I wrote a post a few years ago about using your lack of funding to your competitive advantage. The basic gist was that all businesses act within constraints and that the discipline that can result from having less money that a competitor – if you embrace it – has the ability to sharpen your focus, avoid the temptations of distraction and be more thoughtful about how and when you spend the precious cash that you have.

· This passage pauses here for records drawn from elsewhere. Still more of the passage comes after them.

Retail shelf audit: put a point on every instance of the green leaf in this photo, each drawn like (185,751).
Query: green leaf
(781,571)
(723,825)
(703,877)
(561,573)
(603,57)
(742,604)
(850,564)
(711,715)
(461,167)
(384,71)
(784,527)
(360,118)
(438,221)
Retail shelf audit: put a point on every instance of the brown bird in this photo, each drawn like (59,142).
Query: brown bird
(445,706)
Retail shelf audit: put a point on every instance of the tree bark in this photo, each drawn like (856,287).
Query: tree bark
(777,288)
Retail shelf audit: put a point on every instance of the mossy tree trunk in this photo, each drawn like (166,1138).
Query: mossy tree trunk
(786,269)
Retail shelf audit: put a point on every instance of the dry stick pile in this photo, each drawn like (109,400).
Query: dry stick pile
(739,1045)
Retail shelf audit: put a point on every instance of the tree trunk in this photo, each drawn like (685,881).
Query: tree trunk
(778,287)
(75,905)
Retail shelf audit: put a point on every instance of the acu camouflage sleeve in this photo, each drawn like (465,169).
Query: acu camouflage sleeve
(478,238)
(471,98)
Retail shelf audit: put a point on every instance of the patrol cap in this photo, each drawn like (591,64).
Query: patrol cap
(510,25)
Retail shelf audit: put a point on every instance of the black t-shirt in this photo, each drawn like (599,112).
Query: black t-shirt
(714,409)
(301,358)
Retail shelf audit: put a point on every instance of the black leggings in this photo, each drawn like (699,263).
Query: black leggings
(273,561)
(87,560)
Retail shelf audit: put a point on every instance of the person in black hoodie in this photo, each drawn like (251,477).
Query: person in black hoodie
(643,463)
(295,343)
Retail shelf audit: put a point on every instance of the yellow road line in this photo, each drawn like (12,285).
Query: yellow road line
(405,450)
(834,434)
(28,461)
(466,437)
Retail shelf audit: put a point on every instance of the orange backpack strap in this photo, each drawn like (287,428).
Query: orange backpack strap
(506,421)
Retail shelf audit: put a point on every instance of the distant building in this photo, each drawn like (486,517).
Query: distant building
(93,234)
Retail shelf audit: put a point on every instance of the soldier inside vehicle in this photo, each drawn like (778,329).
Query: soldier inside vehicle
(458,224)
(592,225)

I was reminded of that post recently when engaged in a debate about how much money a company should raise. The knee-jerk reaction is often “as much as they can!” And while that might sound satisfying, it’s often not the case. At Foundry we’ve been fortunate to be involved with a number of businesses that have taken advantage of the ability to raise a war-chest of cash. And when you’re going big, and have reached proof points where you can now spend money with a specific plan in mind (and the metrics to back it up) this often makes sense.
But not always.
Much less is talked about the null case. Those companies that could raise larger round but opt not to. We’ve had a number of those in the portfolio that are – by the nature of having not raised a eye popping round – much less talked about. While a whole lot less sexy and certainly not as buzz-worthy, NOT raising a large amount of capital very often makes as much (or more) sense than raising “as much as you can.” A few thoughts on why:
– For companies that are cash flow positive and already growing about as fast as they can keep up with (yes – there are plenty of these businesses around and yes – adding more cash doesn’t always equate to more growth) there’s often simply not a compelling need to over-raise. Think growing at the right cost vs. growing at all costs. One optimizes spend and trajectory. The other wastes money.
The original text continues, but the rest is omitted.